McKillen’s ownership of la Coste began in 2002, after which he started installing art and architecture (both extant and commissioned) in response to the landscape and its winemaking history. A weighty book (now available at WallpaperSTORE*), titled, simply, Château la Coste, documents the recent history of the site in detail. It’s a beast: a 350-page volume crammed with sumptuous photography, contextual essays, diagrams and ephemera – self-congratulatory, perhaps, but deservingly so. There’s clearly been no expense spared: aside from the literal weight of the thing, the production values are notable, flitting between paper stocks and finishes, with supplementary pamphlet-style inserts on light, technical papers and loose single photographs and notebooks tucked inside each cover.
Following a preamble interview with McKillen and a florid introductory essay, a booklet of structural schematics gives immediate insight into the workings of the starchitects who’ve shaped la Coste, from spectral renders by Tadao Ando and Oscar Niemeyer to the more formal and meticulous diagrams of Richard Rogers and Renzo Piano (Jean Nouvel’s contributions are something of a mix).
One substantial photo section comprises artful, high-gloss shots of the site, its buildings and interventions. Many are straight-up architectural images; some are ostensibly bucolic landscapes. Others are more abstract and geometric, dare I say, Instagrammy: roof panels, piles of logs, waves of corrugated steel, that kind of thing. Captions are kept to the break pages, so flicking through these images feels like a meditative, meandering journey through the Château grounds, unencumbered by such fripperies as context and information. All are unpeopled (there’s a separate booklet with candid portraits of visitors and staff).

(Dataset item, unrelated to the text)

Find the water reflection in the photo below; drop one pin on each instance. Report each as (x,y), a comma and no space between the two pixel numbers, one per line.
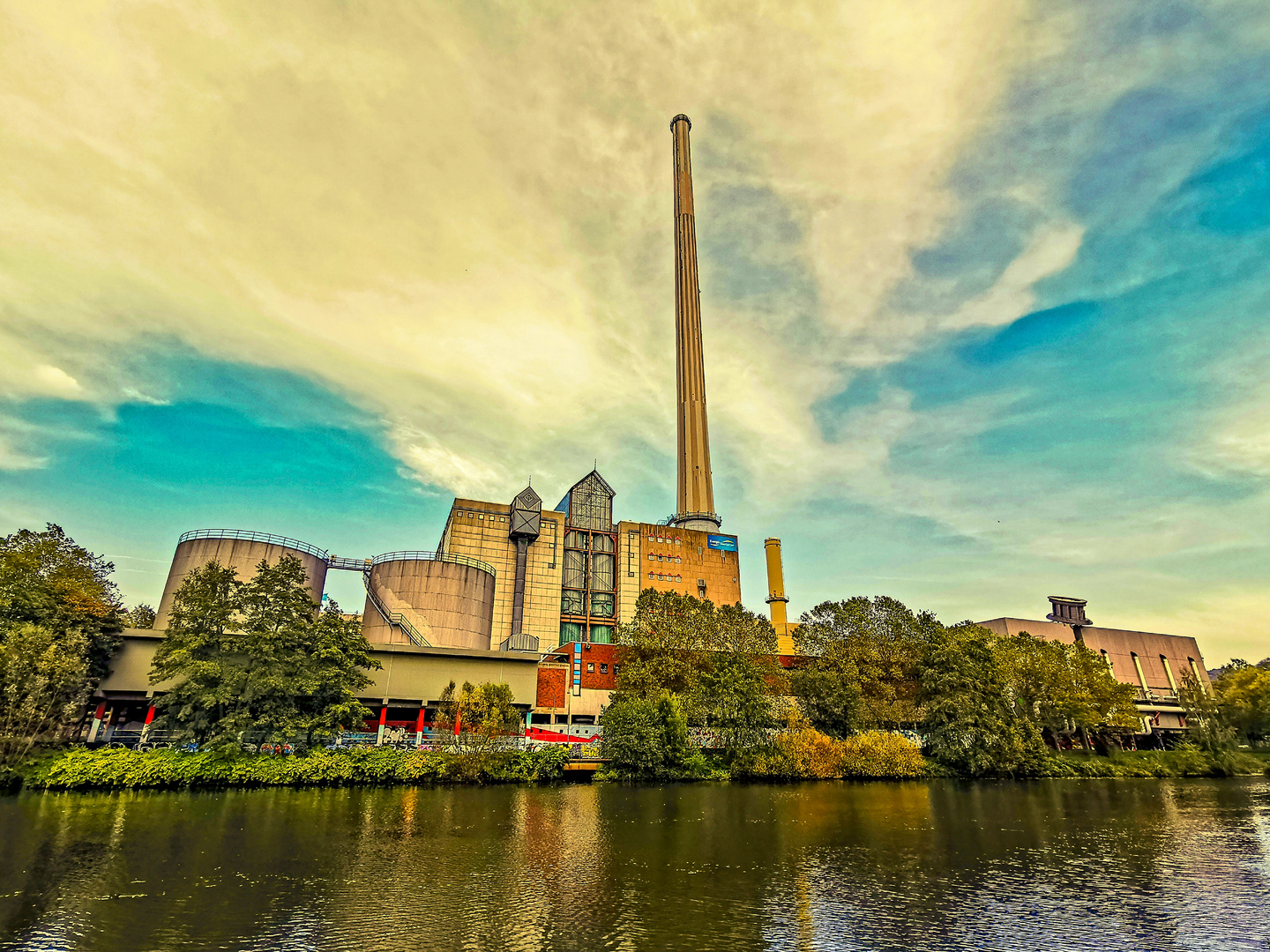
(1102,865)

The variety and scope of the artworks and architectural installations across the estate afford the grounds a surreal quality. Pictured, Frank Gehry’s Music Pavilion
Picking through the meat of the book – 200-odd pages of photography and profile text on each artwork and structure – is an exhaustive undertaking. Even choosing highlights is nigh on impossible, given McKillen’s curatorial nous (and, we have to assume, expansive budget). The work is all fairly startling, from Ando’s minimalist entry portal right through to the Château’s kitchen garden.
Along the way, we’re treated to Hiroshi Sugimoto’s Mathematical Model 012, an example of the artist’s ‘science sculptures’; it rises from a shallow pool outside Ando’s Art Centre into an infinitesimal needle-point, positioned towards the firmament. Nearby, Alexander Calder’s primary-coloured Small Crinkly mobile shifts in the breeze. Embedded into a hillside across the estate is Andy Goldsworthy’s Oak Room, a haunting architectural installation responding to the topography (Goldsworthy is often creatively aligned with Land Artists like Richard Long). Though inconspicuous from the outside, its shadowy subterranean expanse is truly eerie, constructed from heavy, bare branches, dense and nest-like – not unlike True Detective’s Carcosa tunnels, if that’s your thing.
Elsewhere, Tracey Emin’s Self Portrait, Cat Inside a Barrel is a steel lookout platform sat between trees, a barrel containing a cat figurine featured at its tallest point. American sculptor Richard Serra has installed sheets of industrial steel into a hillside in his work Aix. And Tatsuo Miyajima has created a nocturnal LED work, bright pinpricks of green light appearing like fireflies as the sun fades (it’s dubbed Wild Flowers).
Even the most functional buildings are highly striking – particularly Frank Gehry’s angular, abstract Music Pavilion, seemingly constructed from a rough web of beams and girders, and Nouvel’s sheer, bunker-like wineries.
It’s a lot to take in, even in book form, but relentlessly intriguing as a snapshot of the upper echelons of late 20th- and early 21st-century sculpture and building. In the opening interview McKillen sums it up succinctly: ‘Château la Coste provides a beautiful context with a tremendous freedom to dream.’ By affording creative freedom to such an esteemed group of visionaries, he says, something rather special has been created. We’re inclined to agree.